However, it makes more sense to agree with Ramsey McNabb whose argument the author of the Chapter tries to discredit: From our perspective, at a quiet distance from any such extreme pressure, we might want to admit that every principle has an exception like this¦but in the real world, these exceptions pop up with maddening regularity. Furthermore, the author of the Chapter condemns Particularism yet calls for the application of the so-called street-level ethics, which is a synthesis of existing ethical theories.
Upon careful analysis, it becomes evident that there is little difference between arriving at a new ethical judgment at every situation and applying a mix of ethical principles from different traditions as one sees fit. For instance, utilitarian ethics and deontological ethics are contradictory to each other in many instances. One of the key assumptions of the Chapter concerns the fact that professionals should behave ethically with a view to generating consume trust. In a market economy, consumer trust is generated by different mechanism.
If a professional performs functions pertinent to his or her profession on a quality level, more customers will seek service by this professional, and ethics plays little role in this process. Proceeding with the flaws that stem from ignorance or misinterpretation of facts of life, the Chapter argues that sometimes there are conflicts between one code and another, as for example between legislative provisions in different jurisdictions, such as China and France, or between legislation (on the one hand) and the professional code (on the other). If there is a contradiction between different national jurisdictions, clearly defined procedures of international private law are in place to solve conflicts between jurisdictions, and there is no space for speculative ethical thinking. If a professional code contradicts to current legislation, such code is simply illegal. As for the explication of the three major ethical theories, little factual mistakes are to be found. Yet if the Chapter aspires to present a comprehensive guide to the foundations of ethics, some relevant information is missing.
It would be helpful to start with presenting four main realms of ethical theory, namely Normative ethics (that concerns with classifying human actions as right or wrong), Descriptive ethics (that concerns with what the society believes to be right or wrong), Meta-ethics (that concerns with studying the nature of ethical beliefs), and Applied ethics (that concerns with the practical application of ethical concepts). In general, the Chapter has little consistency within itself and often throws out unsubstantiated claims without providing sufficient evidence or explanation.
Analysis of Floridis Article The article focuses on three dominant microethical approaches to Information Ethics and justifies a need for a unified approach in the form of macroethical theory. Both micro- and macroethical theories deserve careful analysis. The first microethical theory is Information-as-a-resource Ethics. This theory holds that the degree of moral responsibility of a person is proportional to the degree of availability of information on the basis of which a moral decision has been taken. There are two main approaches to this microethical theory.
First of all, [i]n Christian ethics, even the worst sins can be forgiven in the light of the sinners insufficient information, as a counterfactual evaluation is possible: had A been properly informed A would have acted differently and hence would not have sinned. This approach is in line with virtue ethics that holds that persons can be either moral or immoral; since Christianity believes that all religious people are moral or strive to be moral, they would take right decisions if the information were available.
At the same time, in civil jurisdiction a well-established principle is that ignorance of the law is not a defense. This thinking is in line with deontological ethics that holds that some actions are morally justifiable and some are not. The second microethical theory is Information-as-a-product Ethics. It looks at effects of information production by individuals. The article points out that ineffective management of informational products may have tragic consequences, thus this approach is closest to utilitarian ethics that believes that morality of an action is based on usability of consequences it produces.
The third microethical theory is Information-as-a-target Ethics. It is also close to deontological ethics, and this can be seen in the discussion of hacking as an alteration of information environment. While a hacker can make no use of obtained information, a hacking attack is still regarded as a breach of privacy, i. e. an inherently wrong action.
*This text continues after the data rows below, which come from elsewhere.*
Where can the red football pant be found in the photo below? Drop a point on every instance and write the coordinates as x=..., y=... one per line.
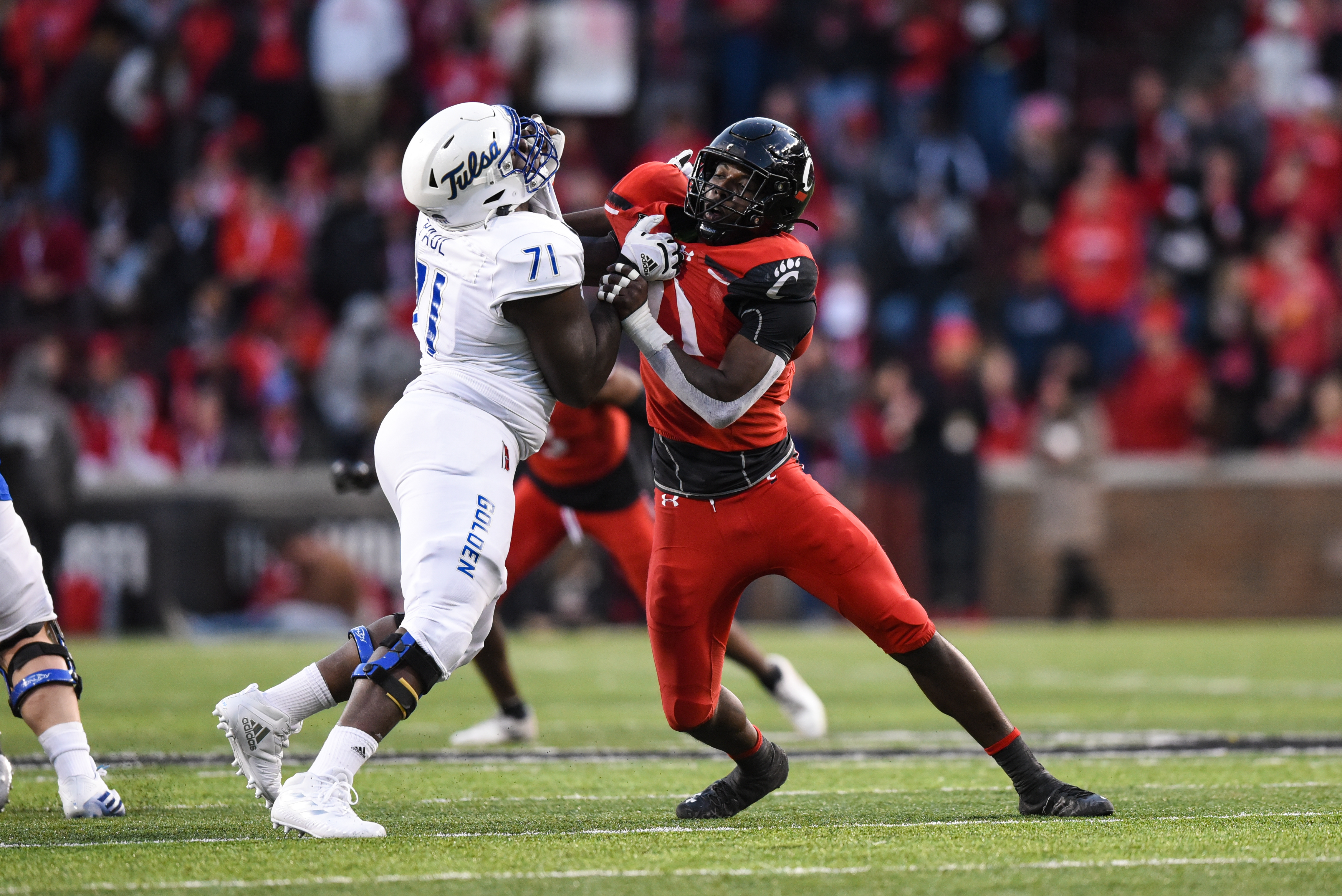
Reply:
x=539, y=529
x=705, y=555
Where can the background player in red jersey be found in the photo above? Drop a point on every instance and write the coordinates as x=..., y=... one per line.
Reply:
x=579, y=483
x=732, y=502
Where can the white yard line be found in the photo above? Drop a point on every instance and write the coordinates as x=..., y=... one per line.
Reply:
x=702, y=872
x=583, y=797
x=674, y=829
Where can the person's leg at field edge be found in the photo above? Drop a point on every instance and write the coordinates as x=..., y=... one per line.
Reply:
x=540, y=529
x=846, y=569
x=53, y=714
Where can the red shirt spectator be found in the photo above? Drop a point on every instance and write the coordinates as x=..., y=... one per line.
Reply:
x=1164, y=394
x=928, y=44
x=1326, y=437
x=120, y=430
x=45, y=255
x=258, y=241
x=207, y=35
x=1304, y=173
x=1096, y=246
x=42, y=38
x=1294, y=304
x=1007, y=430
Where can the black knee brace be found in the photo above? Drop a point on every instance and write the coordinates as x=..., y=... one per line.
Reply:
x=21, y=690
x=402, y=652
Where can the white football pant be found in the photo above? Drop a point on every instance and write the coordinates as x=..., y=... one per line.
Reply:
x=23, y=594
x=447, y=470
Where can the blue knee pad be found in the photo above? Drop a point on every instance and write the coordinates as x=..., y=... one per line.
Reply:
x=402, y=651
x=21, y=690
x=363, y=639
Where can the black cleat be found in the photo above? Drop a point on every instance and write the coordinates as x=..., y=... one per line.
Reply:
x=734, y=793
x=353, y=475
x=1066, y=801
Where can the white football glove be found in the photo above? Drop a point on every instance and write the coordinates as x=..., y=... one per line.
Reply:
x=556, y=136
x=657, y=257
x=685, y=161
x=614, y=284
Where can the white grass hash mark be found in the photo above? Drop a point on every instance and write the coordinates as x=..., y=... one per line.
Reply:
x=671, y=829
x=704, y=872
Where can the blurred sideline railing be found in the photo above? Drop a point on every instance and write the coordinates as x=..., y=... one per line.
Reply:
x=1254, y=536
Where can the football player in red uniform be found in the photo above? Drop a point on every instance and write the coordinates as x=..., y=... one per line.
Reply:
x=579, y=483
x=732, y=501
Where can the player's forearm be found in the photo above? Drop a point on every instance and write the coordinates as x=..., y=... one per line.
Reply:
x=599, y=254
x=595, y=369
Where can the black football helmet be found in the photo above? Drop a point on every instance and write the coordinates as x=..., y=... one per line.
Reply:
x=782, y=180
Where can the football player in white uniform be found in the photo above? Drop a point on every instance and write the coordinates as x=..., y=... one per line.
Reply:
x=41, y=677
x=504, y=333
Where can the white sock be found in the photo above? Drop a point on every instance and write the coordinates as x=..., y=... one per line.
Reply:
x=68, y=748
x=302, y=695
x=344, y=753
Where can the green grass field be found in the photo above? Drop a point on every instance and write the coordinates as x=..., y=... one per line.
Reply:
x=1199, y=823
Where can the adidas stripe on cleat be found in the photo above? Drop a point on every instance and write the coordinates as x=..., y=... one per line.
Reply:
x=737, y=792
x=258, y=733
x=89, y=797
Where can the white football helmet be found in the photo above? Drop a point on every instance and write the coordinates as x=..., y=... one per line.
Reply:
x=470, y=160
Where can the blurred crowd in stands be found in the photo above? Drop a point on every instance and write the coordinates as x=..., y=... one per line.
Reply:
x=206, y=258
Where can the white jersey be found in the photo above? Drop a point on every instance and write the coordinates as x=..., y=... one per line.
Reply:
x=469, y=351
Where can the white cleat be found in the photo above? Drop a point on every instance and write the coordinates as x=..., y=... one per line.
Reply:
x=89, y=797
x=498, y=730
x=321, y=808
x=258, y=733
x=6, y=781
x=798, y=701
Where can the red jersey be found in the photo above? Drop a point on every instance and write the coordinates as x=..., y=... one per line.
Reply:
x=702, y=310
x=582, y=446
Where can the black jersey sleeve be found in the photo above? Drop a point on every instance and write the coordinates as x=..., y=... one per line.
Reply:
x=776, y=304
x=777, y=326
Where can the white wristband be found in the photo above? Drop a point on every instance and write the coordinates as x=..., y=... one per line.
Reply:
x=646, y=332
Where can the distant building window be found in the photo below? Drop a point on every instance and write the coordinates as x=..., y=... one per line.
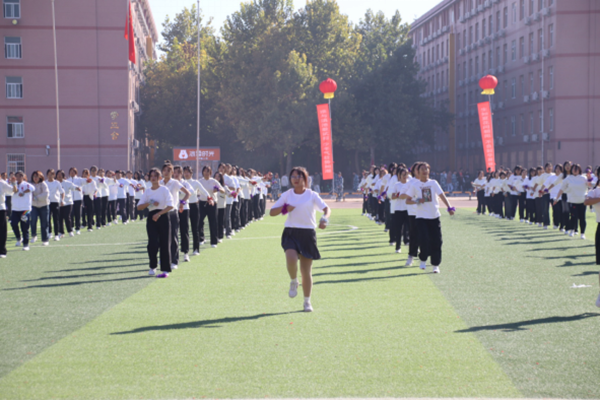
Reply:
x=15, y=162
x=15, y=128
x=12, y=8
x=12, y=47
x=14, y=87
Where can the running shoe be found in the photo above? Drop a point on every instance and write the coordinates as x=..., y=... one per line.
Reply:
x=307, y=306
x=293, y=289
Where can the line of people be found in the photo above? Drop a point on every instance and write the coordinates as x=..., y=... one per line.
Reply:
x=406, y=202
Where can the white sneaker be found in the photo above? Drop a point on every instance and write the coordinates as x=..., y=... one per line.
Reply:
x=293, y=289
x=307, y=306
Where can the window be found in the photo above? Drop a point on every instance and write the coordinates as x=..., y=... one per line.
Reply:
x=513, y=50
x=521, y=47
x=522, y=10
x=15, y=127
x=531, y=44
x=522, y=84
x=523, y=127
x=12, y=8
x=14, y=87
x=513, y=126
x=15, y=162
x=531, y=123
x=514, y=88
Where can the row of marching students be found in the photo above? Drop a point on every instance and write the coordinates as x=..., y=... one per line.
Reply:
x=534, y=191
x=61, y=204
x=230, y=200
x=406, y=201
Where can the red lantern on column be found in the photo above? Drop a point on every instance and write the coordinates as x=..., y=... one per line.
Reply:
x=488, y=83
x=328, y=87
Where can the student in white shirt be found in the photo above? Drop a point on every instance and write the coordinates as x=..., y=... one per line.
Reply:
x=5, y=189
x=174, y=187
x=77, y=198
x=479, y=186
x=159, y=201
x=299, y=239
x=575, y=186
x=56, y=196
x=194, y=200
x=425, y=195
x=65, y=210
x=593, y=199
x=208, y=207
x=21, y=209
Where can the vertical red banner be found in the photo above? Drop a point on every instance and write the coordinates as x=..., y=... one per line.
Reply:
x=326, y=141
x=487, y=135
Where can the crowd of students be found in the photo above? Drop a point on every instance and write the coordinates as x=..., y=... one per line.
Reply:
x=406, y=202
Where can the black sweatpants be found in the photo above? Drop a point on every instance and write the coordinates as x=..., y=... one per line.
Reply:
x=54, y=219
x=430, y=240
x=578, y=215
x=194, y=220
x=159, y=238
x=399, y=219
x=413, y=234
x=65, y=219
x=174, y=217
x=210, y=212
x=89, y=211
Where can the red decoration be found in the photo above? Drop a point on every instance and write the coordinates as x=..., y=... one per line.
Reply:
x=488, y=83
x=328, y=87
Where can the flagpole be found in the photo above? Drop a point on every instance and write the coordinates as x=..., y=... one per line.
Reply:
x=56, y=84
x=198, y=116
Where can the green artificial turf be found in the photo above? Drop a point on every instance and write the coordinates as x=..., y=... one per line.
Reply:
x=500, y=321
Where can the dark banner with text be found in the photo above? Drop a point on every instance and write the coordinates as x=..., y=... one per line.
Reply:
x=326, y=140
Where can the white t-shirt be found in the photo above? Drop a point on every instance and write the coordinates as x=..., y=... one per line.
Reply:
x=22, y=203
x=55, y=189
x=162, y=195
x=306, y=205
x=174, y=187
x=429, y=191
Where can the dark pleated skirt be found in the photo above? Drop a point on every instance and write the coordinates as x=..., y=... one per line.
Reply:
x=304, y=241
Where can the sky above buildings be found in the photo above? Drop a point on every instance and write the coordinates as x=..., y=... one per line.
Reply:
x=355, y=9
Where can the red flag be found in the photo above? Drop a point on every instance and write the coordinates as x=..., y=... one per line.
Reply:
x=487, y=135
x=129, y=35
x=326, y=145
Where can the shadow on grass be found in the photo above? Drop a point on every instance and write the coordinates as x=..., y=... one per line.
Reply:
x=77, y=283
x=520, y=326
x=208, y=323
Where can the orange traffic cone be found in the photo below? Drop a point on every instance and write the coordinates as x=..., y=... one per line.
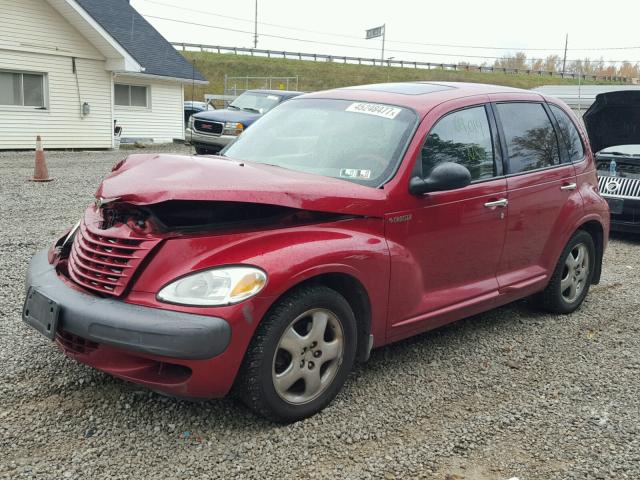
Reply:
x=40, y=171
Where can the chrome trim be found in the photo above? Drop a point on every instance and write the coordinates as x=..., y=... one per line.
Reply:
x=208, y=133
x=503, y=202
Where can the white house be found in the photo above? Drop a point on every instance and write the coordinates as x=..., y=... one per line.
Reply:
x=70, y=68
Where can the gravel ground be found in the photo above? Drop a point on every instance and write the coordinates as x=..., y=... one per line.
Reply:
x=510, y=393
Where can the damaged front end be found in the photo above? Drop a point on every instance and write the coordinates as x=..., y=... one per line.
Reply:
x=105, y=250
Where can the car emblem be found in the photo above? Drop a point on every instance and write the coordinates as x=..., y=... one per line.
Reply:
x=99, y=202
x=612, y=186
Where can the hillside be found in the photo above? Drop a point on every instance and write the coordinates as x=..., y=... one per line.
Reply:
x=323, y=75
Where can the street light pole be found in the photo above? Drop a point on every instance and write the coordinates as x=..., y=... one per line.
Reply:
x=384, y=32
x=255, y=28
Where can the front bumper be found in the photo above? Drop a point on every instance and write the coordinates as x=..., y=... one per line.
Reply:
x=135, y=328
x=196, y=138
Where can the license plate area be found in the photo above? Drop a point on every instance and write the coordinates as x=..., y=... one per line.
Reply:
x=616, y=205
x=41, y=313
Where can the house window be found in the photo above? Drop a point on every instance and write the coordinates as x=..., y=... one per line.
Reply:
x=131, y=95
x=22, y=89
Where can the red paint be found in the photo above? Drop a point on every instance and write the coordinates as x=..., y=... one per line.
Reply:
x=423, y=261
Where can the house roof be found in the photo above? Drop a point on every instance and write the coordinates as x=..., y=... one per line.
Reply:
x=140, y=39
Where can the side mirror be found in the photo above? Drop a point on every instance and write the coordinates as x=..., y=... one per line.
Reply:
x=444, y=176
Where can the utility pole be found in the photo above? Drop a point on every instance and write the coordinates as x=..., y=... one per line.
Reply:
x=564, y=60
x=255, y=28
x=384, y=33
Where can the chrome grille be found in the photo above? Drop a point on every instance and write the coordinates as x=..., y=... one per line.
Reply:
x=105, y=260
x=619, y=187
x=204, y=126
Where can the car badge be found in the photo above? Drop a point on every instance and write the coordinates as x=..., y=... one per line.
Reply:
x=612, y=186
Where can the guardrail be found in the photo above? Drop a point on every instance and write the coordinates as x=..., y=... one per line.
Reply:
x=318, y=57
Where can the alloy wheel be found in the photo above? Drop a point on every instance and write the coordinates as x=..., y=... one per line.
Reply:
x=575, y=273
x=308, y=356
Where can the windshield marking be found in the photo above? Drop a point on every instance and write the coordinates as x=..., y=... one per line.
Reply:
x=355, y=173
x=376, y=109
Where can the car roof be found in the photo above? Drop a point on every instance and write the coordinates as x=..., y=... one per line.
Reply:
x=281, y=93
x=420, y=96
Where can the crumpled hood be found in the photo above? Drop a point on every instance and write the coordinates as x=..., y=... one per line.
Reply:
x=147, y=179
x=614, y=119
x=226, y=115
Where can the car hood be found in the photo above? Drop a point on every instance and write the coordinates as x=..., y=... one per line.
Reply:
x=148, y=179
x=226, y=115
x=614, y=119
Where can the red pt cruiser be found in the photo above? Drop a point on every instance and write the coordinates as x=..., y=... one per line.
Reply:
x=341, y=221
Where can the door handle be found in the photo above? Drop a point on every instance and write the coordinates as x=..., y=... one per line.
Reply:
x=503, y=202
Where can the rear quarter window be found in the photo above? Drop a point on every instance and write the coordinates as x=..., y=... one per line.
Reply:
x=569, y=133
x=530, y=137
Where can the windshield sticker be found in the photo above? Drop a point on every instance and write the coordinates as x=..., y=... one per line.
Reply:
x=376, y=109
x=355, y=173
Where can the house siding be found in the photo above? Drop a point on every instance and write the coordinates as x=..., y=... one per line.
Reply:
x=162, y=121
x=35, y=38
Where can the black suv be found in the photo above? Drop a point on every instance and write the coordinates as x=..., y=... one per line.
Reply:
x=613, y=123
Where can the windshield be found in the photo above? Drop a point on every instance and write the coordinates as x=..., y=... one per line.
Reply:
x=255, y=102
x=356, y=141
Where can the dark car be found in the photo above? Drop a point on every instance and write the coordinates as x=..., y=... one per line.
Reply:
x=341, y=221
x=613, y=123
x=211, y=131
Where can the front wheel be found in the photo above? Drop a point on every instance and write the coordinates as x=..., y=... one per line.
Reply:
x=572, y=276
x=300, y=355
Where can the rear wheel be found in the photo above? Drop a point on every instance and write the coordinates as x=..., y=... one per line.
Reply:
x=300, y=356
x=572, y=276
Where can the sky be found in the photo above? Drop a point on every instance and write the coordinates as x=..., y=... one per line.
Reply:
x=337, y=27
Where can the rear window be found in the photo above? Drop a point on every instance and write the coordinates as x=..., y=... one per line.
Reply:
x=569, y=134
x=530, y=136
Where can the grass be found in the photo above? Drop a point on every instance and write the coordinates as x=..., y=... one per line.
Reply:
x=315, y=76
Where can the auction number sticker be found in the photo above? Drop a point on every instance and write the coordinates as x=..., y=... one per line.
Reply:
x=376, y=109
x=355, y=173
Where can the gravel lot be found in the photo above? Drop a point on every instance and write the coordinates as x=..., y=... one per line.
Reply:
x=510, y=393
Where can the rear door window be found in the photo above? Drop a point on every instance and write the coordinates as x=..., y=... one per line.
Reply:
x=530, y=137
x=462, y=137
x=569, y=133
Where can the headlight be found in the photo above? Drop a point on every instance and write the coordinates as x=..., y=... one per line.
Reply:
x=218, y=286
x=232, y=128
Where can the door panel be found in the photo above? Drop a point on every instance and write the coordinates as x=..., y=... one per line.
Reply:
x=542, y=195
x=446, y=247
x=445, y=254
x=538, y=207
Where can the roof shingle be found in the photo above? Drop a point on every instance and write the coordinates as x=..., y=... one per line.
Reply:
x=143, y=42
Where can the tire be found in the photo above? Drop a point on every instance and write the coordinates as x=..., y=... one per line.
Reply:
x=572, y=277
x=300, y=355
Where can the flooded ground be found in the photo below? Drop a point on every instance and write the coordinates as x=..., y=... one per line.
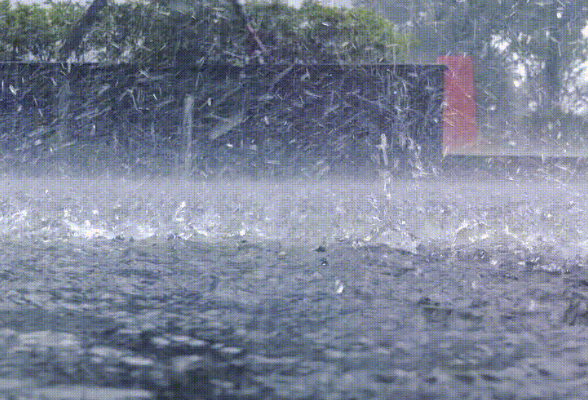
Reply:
x=324, y=289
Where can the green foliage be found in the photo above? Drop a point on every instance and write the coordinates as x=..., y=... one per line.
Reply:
x=205, y=31
x=32, y=31
x=330, y=34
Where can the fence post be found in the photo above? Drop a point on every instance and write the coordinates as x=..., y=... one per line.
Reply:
x=187, y=127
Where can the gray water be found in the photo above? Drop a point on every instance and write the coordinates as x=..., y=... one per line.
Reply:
x=402, y=214
x=330, y=288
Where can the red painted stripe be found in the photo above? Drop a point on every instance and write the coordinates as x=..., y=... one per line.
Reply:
x=460, y=129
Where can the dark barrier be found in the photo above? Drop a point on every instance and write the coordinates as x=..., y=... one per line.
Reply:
x=202, y=118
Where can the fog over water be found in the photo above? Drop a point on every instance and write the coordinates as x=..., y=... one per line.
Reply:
x=405, y=214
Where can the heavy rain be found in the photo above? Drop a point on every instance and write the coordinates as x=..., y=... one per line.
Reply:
x=223, y=200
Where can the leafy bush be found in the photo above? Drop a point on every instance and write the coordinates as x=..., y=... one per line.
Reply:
x=207, y=31
x=32, y=32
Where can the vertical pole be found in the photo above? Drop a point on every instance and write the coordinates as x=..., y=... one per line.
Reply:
x=187, y=127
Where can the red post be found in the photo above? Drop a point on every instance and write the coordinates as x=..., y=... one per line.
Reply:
x=460, y=129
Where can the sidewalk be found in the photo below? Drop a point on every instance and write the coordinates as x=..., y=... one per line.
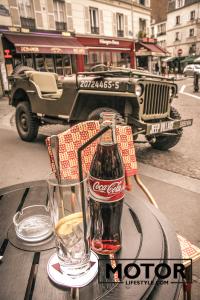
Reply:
x=177, y=195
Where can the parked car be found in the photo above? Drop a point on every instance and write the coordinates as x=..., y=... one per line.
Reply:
x=189, y=70
x=143, y=100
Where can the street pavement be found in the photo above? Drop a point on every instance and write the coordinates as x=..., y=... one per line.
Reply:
x=171, y=176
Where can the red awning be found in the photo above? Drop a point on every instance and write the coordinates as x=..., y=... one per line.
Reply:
x=154, y=48
x=45, y=43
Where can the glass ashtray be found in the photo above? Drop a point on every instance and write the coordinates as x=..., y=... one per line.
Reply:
x=33, y=223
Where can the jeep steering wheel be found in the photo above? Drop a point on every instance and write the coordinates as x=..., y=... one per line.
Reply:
x=99, y=67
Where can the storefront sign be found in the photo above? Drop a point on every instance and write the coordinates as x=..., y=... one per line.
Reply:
x=56, y=50
x=180, y=51
x=14, y=29
x=108, y=42
x=25, y=30
x=148, y=40
x=79, y=51
x=7, y=53
x=29, y=49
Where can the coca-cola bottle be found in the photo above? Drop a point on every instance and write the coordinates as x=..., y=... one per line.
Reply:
x=106, y=189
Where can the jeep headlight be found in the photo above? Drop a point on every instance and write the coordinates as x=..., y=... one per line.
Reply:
x=138, y=90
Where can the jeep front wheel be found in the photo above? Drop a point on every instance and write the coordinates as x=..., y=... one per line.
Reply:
x=95, y=114
x=165, y=142
x=26, y=122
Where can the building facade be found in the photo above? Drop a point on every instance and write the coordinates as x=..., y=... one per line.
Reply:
x=35, y=32
x=183, y=28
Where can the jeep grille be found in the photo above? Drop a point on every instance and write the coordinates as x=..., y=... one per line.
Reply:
x=156, y=100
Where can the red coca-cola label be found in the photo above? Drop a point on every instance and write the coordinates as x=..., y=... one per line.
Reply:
x=106, y=190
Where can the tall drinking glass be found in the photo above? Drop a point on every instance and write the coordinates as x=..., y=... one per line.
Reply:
x=70, y=226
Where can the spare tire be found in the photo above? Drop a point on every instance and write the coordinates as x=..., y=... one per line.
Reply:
x=19, y=70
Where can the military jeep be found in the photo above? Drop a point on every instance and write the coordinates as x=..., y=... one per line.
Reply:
x=143, y=100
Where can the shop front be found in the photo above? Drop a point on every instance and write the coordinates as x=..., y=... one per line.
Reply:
x=42, y=51
x=107, y=51
x=149, y=55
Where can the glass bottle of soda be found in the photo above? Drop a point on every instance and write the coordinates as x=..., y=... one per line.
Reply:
x=106, y=190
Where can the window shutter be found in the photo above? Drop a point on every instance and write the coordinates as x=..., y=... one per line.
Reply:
x=70, y=26
x=101, y=24
x=14, y=12
x=38, y=13
x=114, y=24
x=125, y=25
x=51, y=18
x=87, y=20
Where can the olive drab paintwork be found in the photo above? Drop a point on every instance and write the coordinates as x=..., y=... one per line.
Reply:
x=141, y=98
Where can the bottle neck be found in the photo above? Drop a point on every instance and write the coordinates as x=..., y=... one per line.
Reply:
x=109, y=137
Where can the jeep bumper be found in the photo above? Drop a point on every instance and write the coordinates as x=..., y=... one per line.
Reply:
x=157, y=128
x=162, y=126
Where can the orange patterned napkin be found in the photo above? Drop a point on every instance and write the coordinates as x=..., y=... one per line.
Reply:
x=71, y=139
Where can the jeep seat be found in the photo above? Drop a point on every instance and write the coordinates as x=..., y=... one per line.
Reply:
x=46, y=82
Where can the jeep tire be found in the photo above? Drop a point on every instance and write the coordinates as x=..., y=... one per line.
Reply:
x=27, y=123
x=19, y=70
x=95, y=114
x=165, y=142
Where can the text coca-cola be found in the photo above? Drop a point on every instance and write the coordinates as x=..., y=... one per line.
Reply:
x=106, y=190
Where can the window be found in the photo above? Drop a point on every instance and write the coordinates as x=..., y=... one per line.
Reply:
x=94, y=20
x=177, y=36
x=142, y=25
x=177, y=20
x=120, y=25
x=192, y=15
x=152, y=32
x=26, y=14
x=26, y=8
x=59, y=14
x=142, y=2
x=161, y=29
x=191, y=33
x=180, y=3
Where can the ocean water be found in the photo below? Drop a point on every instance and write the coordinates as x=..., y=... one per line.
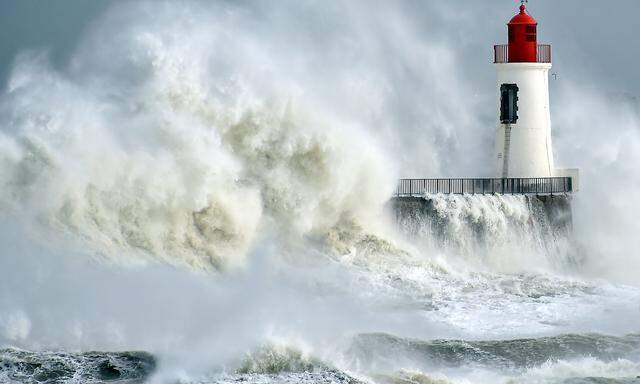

The article suggests that all microethical approaches have limitations and offers a comprehensive approach to Information Ethics as macroethics.
It is defined as an ontocentric, patient-oriented, ecological macroethics. There are four underlying principles of Information Ethics: entropy ought not to be caused in the infosphere; entropy ought to be prevented in the infosphere; entropy ought to be removed from the infosphere; the flourishing of informational entities as well as of the whole infosphere ought to be promoted by preserving, cultivating and enriching their properties.
On macro level, Information Ethics can be classified as utilitarian ethics. It looks at the consequences of actions rather then foundational moral principles behind them or nature of an agent carrying them out. This approach is perfectly justified in case of Information Ethics that has to be easily applicable and goal-oriented.